La sprinteuse Merlene Ottey a subi un contrôle positif à la nandrolone



Alors que les Championnats du monde d'athlétisme débutent, vendredi 20 août à Séville, la Jamaïquaine a révélé la nouvelle elle-même et a annoncé son forfait. Après une brillante carrière longue de vingt années, l'image de l'athlète la plus médaillée de son sport est ternie


Merlene Ottey ne viendra pas à Séville. La sculpturale sprinteuse jamaïcaine, âgée de trente-neuf ans, l'a fait savoir, mercredi 18 août, dans un communiqué. Anticipant d'éventuelles indiscrétions, son agent a déclaré qu'elle renonçait à la suite d'un contrôle antidopage positif à la nandrolone effectué le 5 juillet au meeting de Lucerne (Suisse). Pourtant, le laboratoire de Lausanne n'a pas encore procédé à la contre-expertise, donc la Fédération internationale d'athlétisme amateur (IAAF), qui a fait prévenir l'athlète, dimanche 15 août, n'a émis aucune interdiction.

Interrogé, mercredi, par l'agence Associated Press, un membre jamaïcain du congrès de l'IAAF en perdait son latin. S'insurgeant déjà contre le non-respect de la confidentialité, il dénonçait une « parodie de justice », alors que la championne a pris elle-même les devants.

LA REINE MAUDITE DU SPRINT C'est que, à la Jamaïque comme sur les stades du monde entier, Merlene Ottey n'est pas la première venue. Elle est l'héroïne d'une de ces histoires dont le sport raffole. Quatrième d'une famille de sept enfants, c'est une travailleuse qui voit dans l'athlétisme un moyen d'échapper à l'avenir tout tracé des femmes de sa famille - « toutes infirmières ou institutrices » -, et la possibilité de décrocher une bourse sportive pour étudier aux Etats-Unis.

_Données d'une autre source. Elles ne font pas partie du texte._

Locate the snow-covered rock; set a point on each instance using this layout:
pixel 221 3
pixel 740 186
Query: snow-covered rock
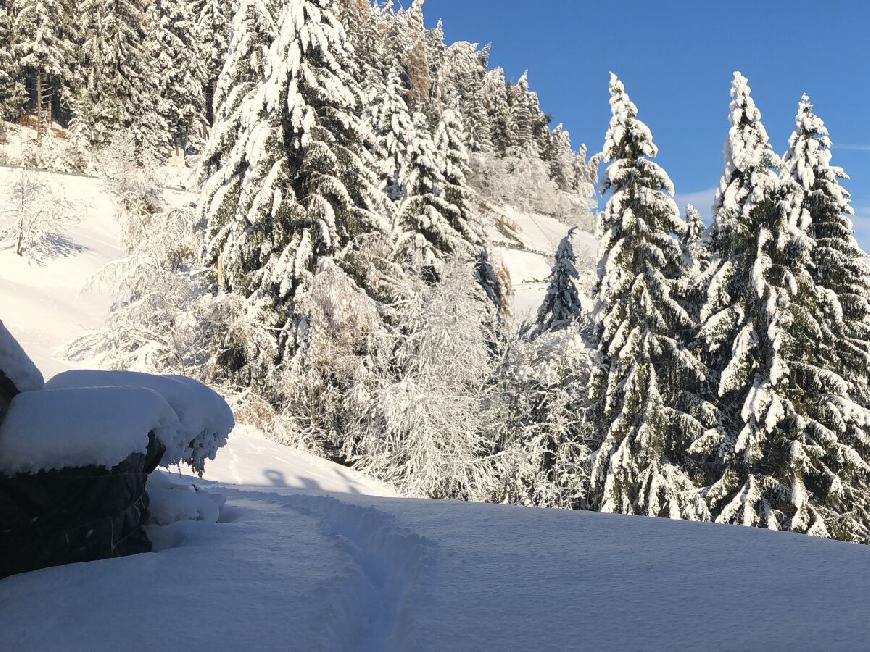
pixel 67 428
pixel 204 420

Après les hivers glacials à l'Université du Nebraska et le mal du pays, Ottey devient, malgré elle, la reine maudite du sprint mondial. Toujours placée, rarement gagnante, elle tient le public en haleine depuis les Jeux olympiques de Moscou en 1980. Elle ferraille avec la grande blonde, l'Allemande Katrine Krabbe convaincue plus tard de dopage, subit la loi des Américaines, Florence Griffith-Joyner, Gwen Torrence ou Gail Devers.

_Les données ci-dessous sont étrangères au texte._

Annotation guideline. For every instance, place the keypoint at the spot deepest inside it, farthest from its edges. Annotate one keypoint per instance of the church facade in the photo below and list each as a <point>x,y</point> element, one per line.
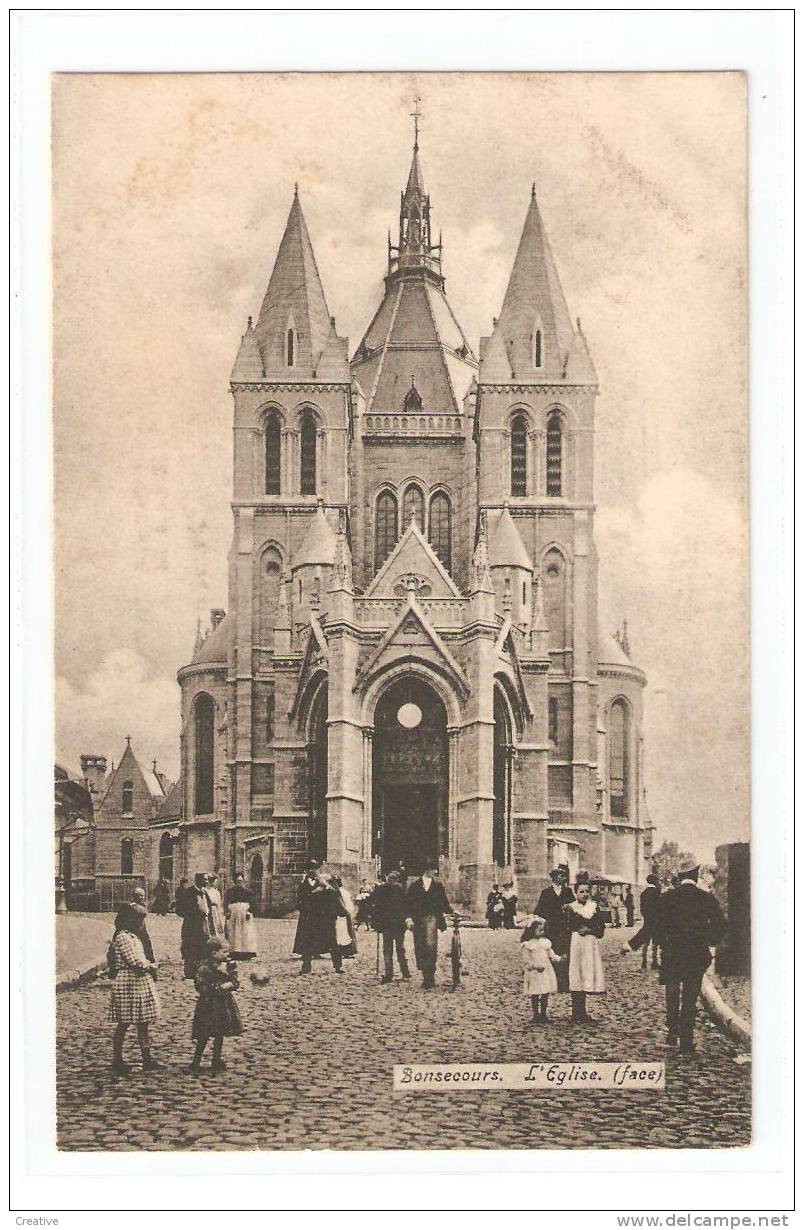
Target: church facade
<point>411,668</point>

« C'est vrai, j'aurais pu gagner plus de médailles d'or ou un titre olympique, nous déclarait-elle au meeting d'Hechtel (Belgique) samedi 7 août , mais ce qui compte, c'est que le public et moi sachions que les Allemandes de l'Est se dopaient. Je suis pour tous les types de contrôle [urinaires ou sanguins], on devrait en faire plus. »

D'autres fois, comme en 1995 au mondial de Göteborg sur 100 m ou en 1996 aux Jeux olympiques d'Atlanta sur 200 m, Merlene perd l'or sur le fil. Au Mondial d'Athènes, visage fermé, oeil noir, elle veut tant sa victoire qu'elle s'élance jusqu'à mi-parcours dans la finale du 100 m, sourde au rappel du starter. Elle termine 7e sur 8. Elle prétend « positiver » toutes ces mésaventures. « Il n'y a qu'une médaille d'or à gagner. Alors une médaille, quel qu'en soit le métal, c'est déjà une chance, et moi, j'en ai gagné plus que bien d'autres. »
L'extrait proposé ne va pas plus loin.